Auditoria Cidadã participa da Assembleia Mundial da rede CADTM, na Tunísia

12 de Maio por Auditoria Cidadã da Dívida

A Auditoria Cidadã da Dívida (ACD) participou da Assembleia Mundial da Rede CADTM (Comitê para Abolição das Dívidas Ilegítimas), da qual é membro, realizada na Tunísia, no período de 26 a 30 de abril. Participaram delegados de 50 países e Carmen Cecilia Bressane, coordenadora regional do núcleo SP da ACD, representou o Brasil.

Na primeira atividade da assembleia reuniram-se representantes por continente. Na reunião da América Latina constatou-se que os países dessa região passam por uma situação econômica bastante instável e, politicamente, há forte tendência de assunção de governos com clara posição capitalista que viriam a implementar um programa político econômico fortemente neoliberal, típico de um capitalismo que contribui para o empobrecimento coletivo e para a miséria individual.

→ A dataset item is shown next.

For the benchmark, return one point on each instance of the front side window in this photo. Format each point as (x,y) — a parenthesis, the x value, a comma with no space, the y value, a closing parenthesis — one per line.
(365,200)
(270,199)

Da América Latina e Caribe, estavam reunidos Carmen Bressane, pelo Brasil; Gonzalo Gomes, pela Venezuela; Guillermo Berganza, representando a Argentina; Camille Chalmers, pelo Haiti; Ramiro Chimuris, pelo Uruguai; e William Gaviria, da Colômbia. As discussões foram coordenadas por Maria Elena Saludas, da Argentina e Eric Toussaint, da Bélgica.
Paralelamente ocorreram reuniões de representantes da África, Europa e Ásia.


ASSEMBLEIA GERAL

Na Assembleia Geral, com a participação de representantes dos diversos países e dos membros da Coordenação e dos Secretariados do CADTM, foram expostos resumos das situações de cada continente.

Chamou a atenção a questão das lutas das mulheres em relação à questão da dívida e do microcrédito, que têm representado um gravíssimo problema, principalmente na África.
A Assembleia Geral aprovou alteração estatutária do CADTM para garantir maior efetividade à paridade homem/mulher no âmbito da rede.

Outra alteração relevante foi a mudança no nome da CADTM: de Comitê para Anulação da Dívida do Terceiro Mundo para Comitê para Abolição das Dívidas Ilegítimas. A mudança é motivada pela luta contra as dívidas ilegítimas que subjugam povos em todo o planeta e, portanto, todas serão objeto de luta do CADTM.

A assembleia também decidiu pela ampliação da luta, abrangendo, além das dívidas públicas, as privadas, que têm feito vítimas em larga escala no mundo todo, com micro créditos Créditos Montante de dinheiro que uma pessoa (o credor) tem direito de exigir a outra pessoa (o devedor). abusivos e práticas de agiotagem.


CONCLUSÕES

Ao final, a assembleia da CADTM reivindicou seu envolvimento anti-capitalista, feminista, internacionalista e quer recordar que, na luta contra todas as formas de opressão, coloca-se no coração da ação educação popular, da mobilização, da desobediência civil e da auto-organização das lutas.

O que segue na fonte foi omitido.